The cafe was shut but tantalisingly the lights were still on. Every so often there’d be a tap tap tap on the window by someone looking desperate, gesticulating wildly, and then mouthing the words – ARE YOU STILL OPEN?. I’d mouth the words right back – NO SORRY WE’RE SHUT – and then provocatively suck up a long buttery strand of spaghetti. If looks could kill, I’d be a dead man.

”Maybe your parents will tie the knot again,” Guido said swirling his fork. I let out a groan.

”Urgh,” I said, “Can you imagine it?”

That would elevate my parents into the same marriage category as twice wed Elizabeth Taylor and Richard Burton. And, co-incidentally, my abiding memory of their union the first time around was like living through a groundhog day of Who’s Afraid Of Virginia Woolf. They’d slug it out, night after night, like a couple of mud wrestlers. Trust me. No one swings a frying pan like my mother, Cruella, and no one ducks his head faster than my father. Honestly, I’m surprised I’ve turned out as well adjusted and balanced as I have.

You can stop laughing.

”Well, sometimes two people are just meant to be together. Time, maturity and the realisation that the grass isn’t always greener on the other side,” mused Guido.

He opened a bottle of Rioja with a pop.

I stopped chewing.

“Thank you Dr Ruth,” I said. “Though I suppose the upside would be I’d finally get to fulfil my childhood ambition to be a bridesmaid, and, you could lay on a fish inspired bridal finger buffet.”
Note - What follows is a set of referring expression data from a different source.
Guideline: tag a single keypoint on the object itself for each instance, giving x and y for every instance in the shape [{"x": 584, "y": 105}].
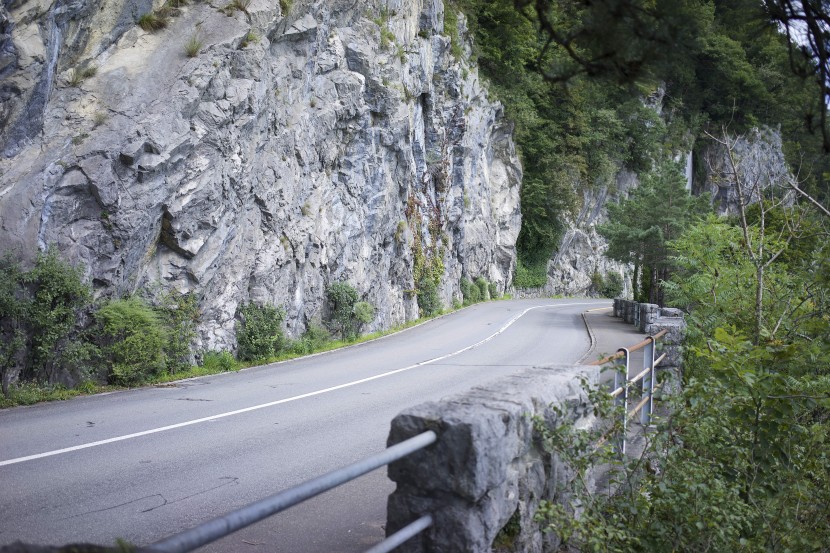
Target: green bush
[
  {"x": 612, "y": 286},
  {"x": 530, "y": 277},
  {"x": 313, "y": 339},
  {"x": 259, "y": 332},
  {"x": 483, "y": 288},
  {"x": 429, "y": 301},
  {"x": 56, "y": 298},
  {"x": 216, "y": 361},
  {"x": 133, "y": 340},
  {"x": 12, "y": 312},
  {"x": 342, "y": 296},
  {"x": 470, "y": 291},
  {"x": 180, "y": 314},
  {"x": 364, "y": 312}
]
Weirdly my thoughts strayed to a mental image of my mother in a cream organza dress with Guido tossing a calamari.

”My father actually owns a blue velvet wedding suit. No really he does,” I said.

He really does. Apparently he bought it for his first marriage to my mother and then wore it to his next three ceremonies. I should know, because I’ve seen it. I’ve been ring bearer, best man and, a hopeful witness. I swear if he threw that suit through the church doors it would probably walk up the aisle all by itself and say, I do.

”Don’t be mean,” said Guido, “some people just aren’t meant to be alone.”

I heard a tap tap rap sound. I mouthed the words – NO SORRY WE’RE SHUT – and sucked loudly.

Later in bed I lay staring at the ceiling wondering if my parents’ plane had landed and if they’d tried to kill each other yet.

Of all of life’s emotions, love, is still definitely my favourite.